James’ case illustrates the need for care managers to ensure their patients both understand preventive and/or treatment instructions and are equipped to follow through on them.
Other facets that come into play could include connecting members with nutrition resources so they can stick to a diet plan, transportation services to help them keep appointments and obtain prescriptions, or mental health counseling to help deal with the stress of living with a chronic condition.
4. How Can Technology Support Health Literacy Efforts?
Population health management platforms like HELIOS enable healthcare organizations to make evidence-based health education content more accessible to everyone by centralizing data, streamlining workflows, and health content library integrations. For example, with HELIOS users can leverage content from Healthwise, WebMD, Krames and even add their own custom assets.
Below are a few tools in HELIOS that give care managers the tools and time to make a real difference in improving health literacy among Medicaid populations.
Workflow, trigger, task, and assignment automations. HELIOs’ strong data and automation capabilities help cut down time on manual tasks like repetitive documentation, searching disparate systems for critical information, or making several calls to track down specialists in a patient’s care. This allows care teams to focus on care and spend time on health education.
For example, care managers can devote more time to one-on-one interactions that help improve health literacy – gaining trust, uncovering individual barriers to health literacy, gaining insight into learning styles, assessing comprehension of materials, or following up to reinforce learning.
Automations that alert care managers to risk factors related to low health literacy. Missing steps in a post-procedure care plan or a lack of follow-through on preventive screenings may signal a member needing health literacy support. How? Well, a member may be missing the information they need to understand why these care steps are important. Properly educating members helps reaffirm provider instructions and encourages care plan adherence.
Health education content accessible within HELIOS. Convenience is key to members actually using health education resources. A printed handout on medication won’t be helpful if it’s crumpled up in a pocket at the bottom of the laundry basket – but when it’s accessible via a touch on a smartphone screen, chances are, it’ll result in better adherence. Blogs, videos, infographics – HELIOS’ integrations from health education partners allow you to choose the right piece and tailor it to learning styles and health concerns.
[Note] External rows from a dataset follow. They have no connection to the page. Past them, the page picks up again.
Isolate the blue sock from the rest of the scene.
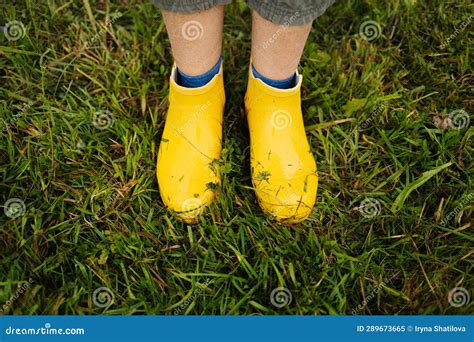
[176,56,222,88]
[252,64,296,89]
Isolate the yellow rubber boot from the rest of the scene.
[156,66,225,223]
[245,69,318,223]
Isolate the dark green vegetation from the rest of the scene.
[0,0,474,314]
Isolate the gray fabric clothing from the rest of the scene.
[152,0,336,26]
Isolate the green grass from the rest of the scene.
[0,0,474,315]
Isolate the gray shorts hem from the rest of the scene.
[152,0,336,26]
[247,0,336,26]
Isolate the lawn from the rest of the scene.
[0,0,474,315]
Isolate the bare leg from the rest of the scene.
[252,11,311,80]
[163,6,224,76]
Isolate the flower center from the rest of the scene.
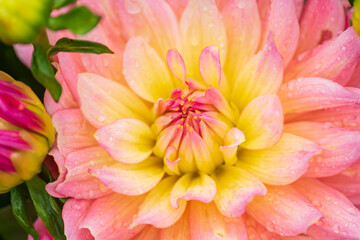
[152,89,233,175]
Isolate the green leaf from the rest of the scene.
[26,176,66,240]
[48,6,100,34]
[54,0,76,9]
[11,185,39,240]
[31,44,62,101]
[48,38,113,56]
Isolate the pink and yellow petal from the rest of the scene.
[180,0,227,79]
[262,0,299,66]
[78,73,151,128]
[89,157,164,195]
[297,0,345,53]
[231,36,283,109]
[189,201,247,240]
[237,95,284,149]
[247,186,322,236]
[62,199,94,240]
[293,179,360,239]
[284,122,360,178]
[221,0,261,83]
[123,37,175,103]
[131,176,186,228]
[212,166,266,217]
[94,118,155,164]
[237,133,321,185]
[79,193,145,240]
[52,108,97,157]
[170,172,216,208]
[278,77,360,117]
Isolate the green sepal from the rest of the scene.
[54,0,76,9]
[48,6,100,34]
[11,184,39,240]
[31,44,62,102]
[48,38,113,56]
[26,176,66,240]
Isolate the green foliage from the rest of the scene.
[31,44,62,101]
[48,6,100,34]
[11,185,39,240]
[26,176,66,240]
[48,38,113,56]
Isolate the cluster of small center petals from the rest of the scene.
[153,84,232,174]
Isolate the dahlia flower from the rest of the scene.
[0,71,54,193]
[36,0,360,240]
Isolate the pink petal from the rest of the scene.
[94,118,155,164]
[221,0,261,82]
[166,49,186,84]
[123,37,175,102]
[278,77,360,114]
[189,201,246,240]
[247,186,321,236]
[284,122,360,177]
[297,0,345,53]
[180,0,227,79]
[159,208,190,240]
[243,214,283,240]
[89,157,164,195]
[231,35,283,109]
[212,166,266,217]
[294,104,360,131]
[284,27,360,85]
[62,199,94,240]
[237,133,320,185]
[52,108,97,157]
[321,161,360,201]
[108,0,181,60]
[293,179,360,239]
[131,176,186,228]
[45,145,67,198]
[55,147,114,199]
[80,193,145,240]
[170,172,216,208]
[78,73,151,128]
[199,46,221,88]
[132,225,160,240]
[262,0,299,66]
[236,95,284,149]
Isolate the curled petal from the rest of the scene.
[123,37,175,103]
[79,193,145,240]
[221,0,261,82]
[284,122,360,177]
[284,27,360,85]
[199,46,221,88]
[297,0,345,53]
[237,95,284,149]
[62,199,94,240]
[237,133,321,185]
[213,166,266,217]
[94,118,154,164]
[293,179,360,239]
[170,172,216,208]
[231,35,283,109]
[278,77,360,114]
[89,157,164,195]
[78,73,151,128]
[189,201,247,240]
[180,0,227,78]
[247,186,322,236]
[131,176,186,228]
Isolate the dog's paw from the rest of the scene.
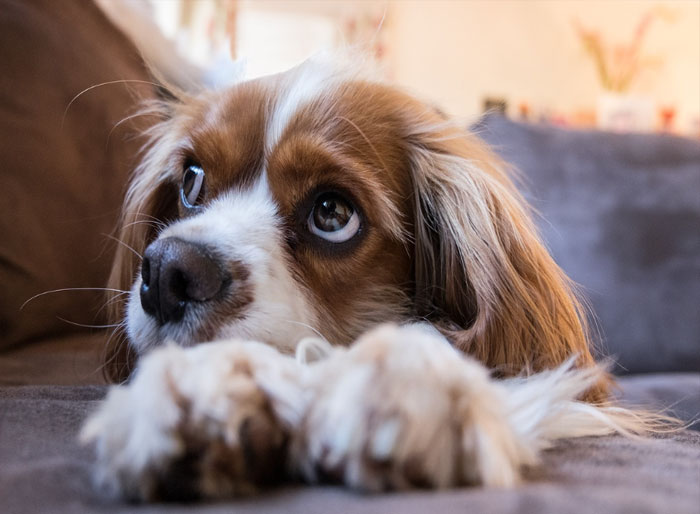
[299,326,534,491]
[81,342,304,500]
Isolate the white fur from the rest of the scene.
[265,61,337,153]
[82,325,643,499]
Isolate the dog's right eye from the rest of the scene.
[180,164,204,209]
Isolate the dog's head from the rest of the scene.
[110,57,590,392]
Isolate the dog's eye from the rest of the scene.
[180,165,204,209]
[308,193,360,243]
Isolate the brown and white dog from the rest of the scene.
[83,60,656,499]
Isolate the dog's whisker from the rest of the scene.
[56,316,123,328]
[95,291,131,315]
[61,79,161,130]
[105,111,163,146]
[280,319,330,344]
[19,287,129,310]
[123,220,167,230]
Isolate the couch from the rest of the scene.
[0,0,700,514]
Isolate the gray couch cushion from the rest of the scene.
[475,116,700,372]
[0,386,700,514]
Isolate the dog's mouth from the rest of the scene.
[127,237,253,350]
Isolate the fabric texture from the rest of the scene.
[0,386,700,514]
[474,116,700,373]
[0,0,153,349]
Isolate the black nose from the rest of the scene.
[141,237,228,325]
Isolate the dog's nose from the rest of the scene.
[141,237,229,325]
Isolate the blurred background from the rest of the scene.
[133,0,700,138]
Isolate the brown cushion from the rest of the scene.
[0,0,152,349]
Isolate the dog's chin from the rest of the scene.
[126,279,318,355]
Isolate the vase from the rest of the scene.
[596,92,654,132]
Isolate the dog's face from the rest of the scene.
[127,64,412,351]
[106,58,600,388]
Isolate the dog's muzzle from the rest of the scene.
[141,237,231,325]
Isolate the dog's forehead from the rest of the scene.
[188,66,338,186]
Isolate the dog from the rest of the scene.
[82,59,660,500]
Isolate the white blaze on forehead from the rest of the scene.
[265,61,340,153]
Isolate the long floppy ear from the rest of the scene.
[409,120,606,400]
[103,101,182,382]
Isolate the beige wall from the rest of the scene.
[387,0,700,128]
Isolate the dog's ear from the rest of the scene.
[409,119,605,399]
[104,108,178,382]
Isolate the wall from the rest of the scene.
[387,0,700,130]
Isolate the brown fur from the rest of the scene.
[108,65,605,400]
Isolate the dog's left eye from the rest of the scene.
[180,165,204,209]
[308,193,360,243]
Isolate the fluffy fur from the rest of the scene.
[83,55,668,499]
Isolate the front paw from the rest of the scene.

The ability to deliver tailored health education resources. HELIOs doesn’t just integrate health education content. It makes delivering it and discussing it simple. With HELIOSvisit, files and media can be exchanged instantly. This makes it easy to send along articles or quick video tutorials then talk about them via a virtual telehealth visit.
Closed-loop system to signal utilization of health education resources. What happens after a care manager clicks “send” and health education content is delivered? Mission accomplished, right? Not unless the patient actually uses the resource. Thankfully, HELIOS closes the loop by noting when a patient interacts with content. This can help care managers plan personalized, timely follow-ups or adjust strategies moving forwards.